Should These Vaccines Be Used? The Moral & Ethical ConsiderationsThe ethical quandary created by the tainting of these otherwise beneficial vaccines is obvious and vexing. Parents are more than justified in wanting to protect their children from these potentially life-threatening diseases. It can be legitimately argued that parents have an obligation to take reasonable steps to protect their children. Likewise, as a society, we must take into consideration the morality and cost of failing to prevent widespread outbreaks of disease. Thus, there is a civic responsibility associated with vaccines and controlling diseases.

The moral perspective of those who are utterly opposed to the use of these vaccines is straightforward and equally justifiable. If these vaccines were developed from cell lines taken from Jews murdered in Nazi concentration camps, it is not difficult to imagine that there would be widespread, if not universal rejection of those vaccines. Since many prolifers see no difference between the moral magnitude of abortion and the Holocaust, their passionate refusal to use these vaccines is completely understandable.

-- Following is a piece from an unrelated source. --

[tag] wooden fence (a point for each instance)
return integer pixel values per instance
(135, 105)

When dealing with difficult ethical issues like vaccines grown on the tissue of aborted children, one of the main questions to answer is how do individuals act in a moral way when they are acting in a world that is filled with immorality. For example, should a person watch no television programming on a certain network because some of its programming is immoral? It is crucial to remember that the moral nature of any act depends first on the action itself. Secondly, the intention of the individual is also a crucial factor. The further away the current act (using a vaccine) and intent (protecting a child from a disease) of an individual are from a previous immoral act (aborting a child), the less that individual is restricted by the immorality of the previous act. While the act of aborting the child was certainly immoral, all of the steps involved with the development and use of the vaccines thereafter neither cooperated with the abortion, nor intended to promote more such practices, nor intended anything but the preservation of life and health.

The Vatican's Pontifical Academy for Life, and the U.S. and British bishops conferences have studied the issue in detail and concluded that using the vaccines is morally permissible. However, once a person learns that certain vaccines are morally tainted, there is an obligation to seek out ethical alternatives where possible and to make objections known to health care providers and vaccine manufacturers. In addition, parents are entirely justified in citing a "conscientious objection" to tainted vaccines being used to immunize their children, particularly when the vaccine is not for a substantially threatening illness (Chickenpox, flu). Parents have a right to demand ethical alternatives be used or reject the vaccine if an alternative is not available.

A number of noted prolife activists have weighed in on both sides of the issue. Some have encouraged parents to use and demand nothing less than morally acceptable vaccines. While others like Jack Wilke, M.D., former National Right to Life Committee president and Bernard Nathanson, M.D., prolife activist and creator of "The Silent Scream" have opined that using the vaccines is morally allowable.

What is unanimous among all commentators on the subject is that everyone ought to know of the facts surrounding the vaccines, and prolife citizens should make an effort to persuade - even pressure - vaccine producers to eliminate their tainted products in favor of ethically acceptable products.